María Dolores Marroquín / La Cuerda

Ser parte de la norma, cumplir con el “deber ser” o aceptar sin cuestionamiento el papel que nos asigna “la sociedad” forman parte de un marco perverso de premio y reconocimiento, aunque aceptar el mandato traiga consigo la opresión o sumisión personal y colectiva.  

Es importante decir que el privilegio otorgado histórica y estructuralmente no se consigue sólo de manera personal, es algo que perpetúa la dominación y se diferencia de los derechos, en tanto que deberían ser bienes que toda la población tendría que disfrutar, pero en diversas situaciones la falta de vivencia de estos derechos se constituye en privilegios para los segmentos poblacionales que a partir de la historia se han constituido en seres de referencia de la normalidad.

Me refiero a diversas dimensiones de la vida, en el establecimiento de los roles genéricos, étnicos, de clase y sexuales, entre otros muchos. En cuanto a lo genérico sabemos que las mujeres somos clasificadas según el acceso sexual que el colectivo de hombres tiene a nuestros cuerpos; así somos divididas entre las buenas y las malas mujeres. Las buenas son aquéllas a las que ningún o solo un hombre tiene acceso sexual, son las monjas, las madre/esposas -que bien explica la feminista Marcela Lagarde– quienes están en cautiverio, cumpliendo con el rol de cuidado y socialización en los núcleos familiares. 

Estas mujeres son las encargadas de cumplir con el mandato de la reproducción del modelo, todo ello bajo el manto del amor, el romántico, el incondicional, el heterosexual, el que implica soportar todo, ser fieles, guardar la compostura en cualquier momento. Cumplir con este papel es puesto como sueño de toda mujer, es promovido y se premia con el “respeto” de los otros varones del colectivo masculino; es decir, evitar el abuso y la violencia sexual de otros hombres. Entonces, la promesa de vivir el privilegio de una buena mujer es evitar la violencia de otros varones, lo cual la experiencia indica que es falso, por las múltiples expresiones de ella en la cotidianidad de todas las mujeres.

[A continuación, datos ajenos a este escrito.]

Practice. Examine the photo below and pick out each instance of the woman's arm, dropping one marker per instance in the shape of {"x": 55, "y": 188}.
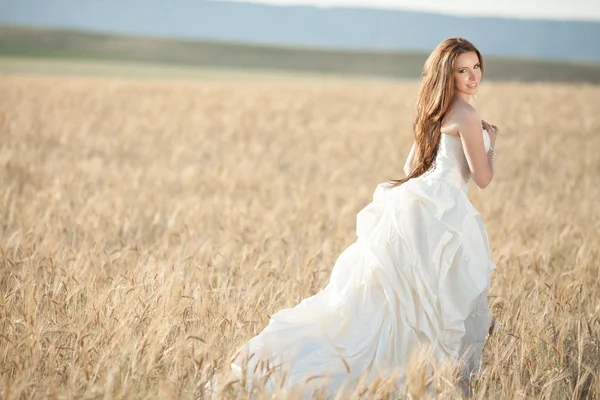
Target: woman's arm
{"x": 480, "y": 162}
{"x": 408, "y": 165}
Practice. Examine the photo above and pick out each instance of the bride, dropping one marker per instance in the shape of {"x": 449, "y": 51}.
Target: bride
{"x": 419, "y": 272}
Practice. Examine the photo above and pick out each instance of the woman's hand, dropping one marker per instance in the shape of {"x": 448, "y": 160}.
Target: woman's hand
{"x": 491, "y": 129}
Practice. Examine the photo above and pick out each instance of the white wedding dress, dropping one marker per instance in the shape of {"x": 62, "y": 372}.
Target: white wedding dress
{"x": 418, "y": 275}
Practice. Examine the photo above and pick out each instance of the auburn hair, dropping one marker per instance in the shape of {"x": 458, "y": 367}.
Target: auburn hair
{"x": 433, "y": 102}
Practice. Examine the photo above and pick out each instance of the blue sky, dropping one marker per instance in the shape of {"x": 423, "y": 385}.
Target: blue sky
{"x": 539, "y": 9}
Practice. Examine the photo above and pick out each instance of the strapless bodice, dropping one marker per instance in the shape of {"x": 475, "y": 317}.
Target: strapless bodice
{"x": 451, "y": 164}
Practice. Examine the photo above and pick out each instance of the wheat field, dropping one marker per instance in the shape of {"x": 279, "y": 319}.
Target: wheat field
{"x": 149, "y": 228}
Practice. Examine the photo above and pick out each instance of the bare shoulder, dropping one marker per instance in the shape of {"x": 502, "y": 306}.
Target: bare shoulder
{"x": 460, "y": 118}
{"x": 466, "y": 118}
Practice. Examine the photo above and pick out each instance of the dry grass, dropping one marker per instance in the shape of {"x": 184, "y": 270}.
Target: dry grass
{"x": 148, "y": 229}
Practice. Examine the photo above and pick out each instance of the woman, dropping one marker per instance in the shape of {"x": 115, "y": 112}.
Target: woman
{"x": 418, "y": 274}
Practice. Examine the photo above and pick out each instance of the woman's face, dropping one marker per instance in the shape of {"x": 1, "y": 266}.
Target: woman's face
{"x": 467, "y": 73}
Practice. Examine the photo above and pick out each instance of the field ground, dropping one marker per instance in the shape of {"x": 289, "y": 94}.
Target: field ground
{"x": 149, "y": 228}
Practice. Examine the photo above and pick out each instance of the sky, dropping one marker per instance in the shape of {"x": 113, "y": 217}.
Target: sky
{"x": 588, "y": 10}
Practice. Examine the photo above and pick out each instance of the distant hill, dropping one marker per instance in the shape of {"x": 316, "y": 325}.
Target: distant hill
{"x": 29, "y": 42}
{"x": 331, "y": 28}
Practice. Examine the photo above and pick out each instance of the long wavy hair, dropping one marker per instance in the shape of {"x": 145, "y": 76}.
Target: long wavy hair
{"x": 433, "y": 102}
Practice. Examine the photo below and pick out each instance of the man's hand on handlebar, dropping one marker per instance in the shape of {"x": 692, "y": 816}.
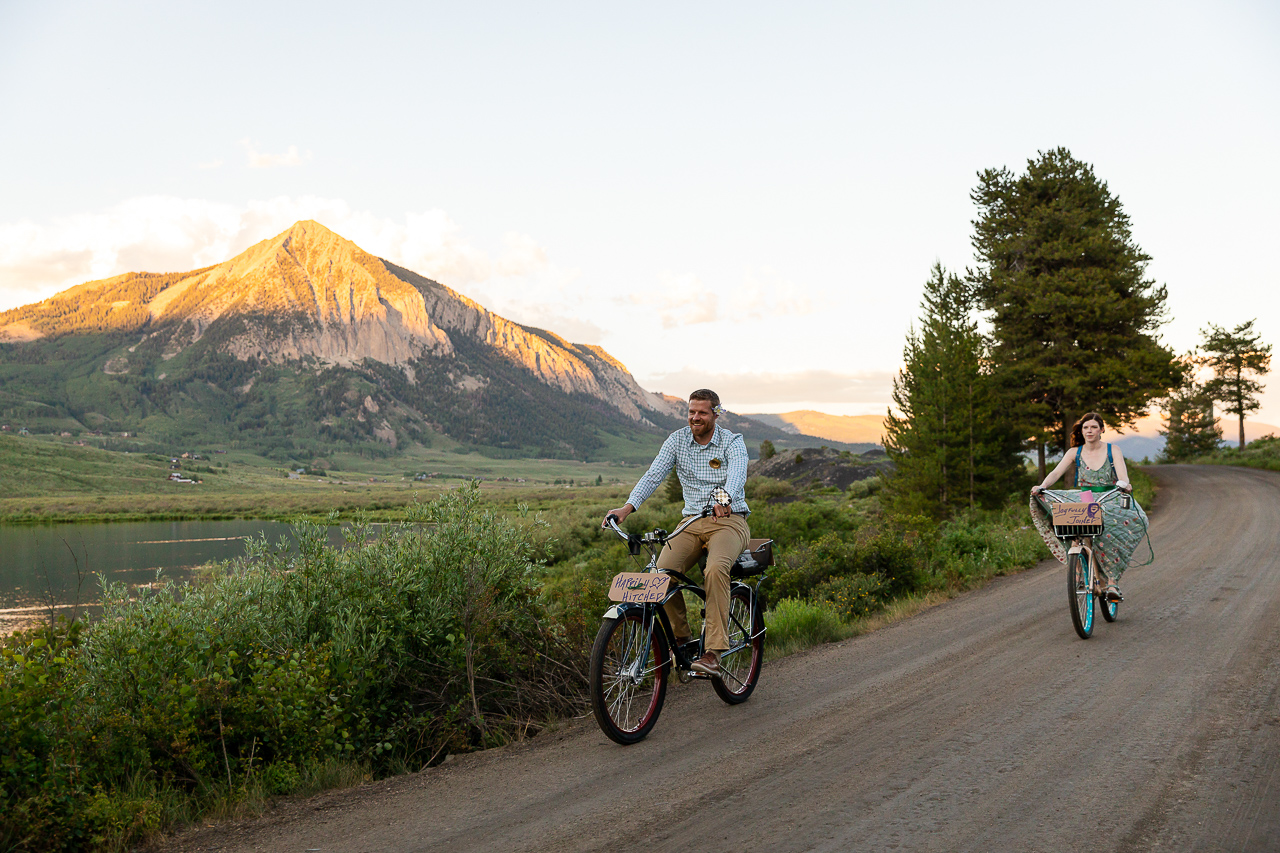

Esto está estrechamente vinculado con los privilegios sexuales que otorga la experiencia de la heterosexualidad, que se aprueba como lo normal, con la autorización de disfrutar el afecto público y el romance sin discriminación o castigo. Esta vivencia se vive como privilegio, porque no se cuestiona, aunque en general implica el establecimiento de jerarquías y desigualdades entre lo masculino y lo femenino, aunque construye instituciones de opresión como la maternidad obligatoria, la monogamia femenina, la sumisión y las expresiones de formas de violencia cotidianas de control de la vida de quien es oprimida.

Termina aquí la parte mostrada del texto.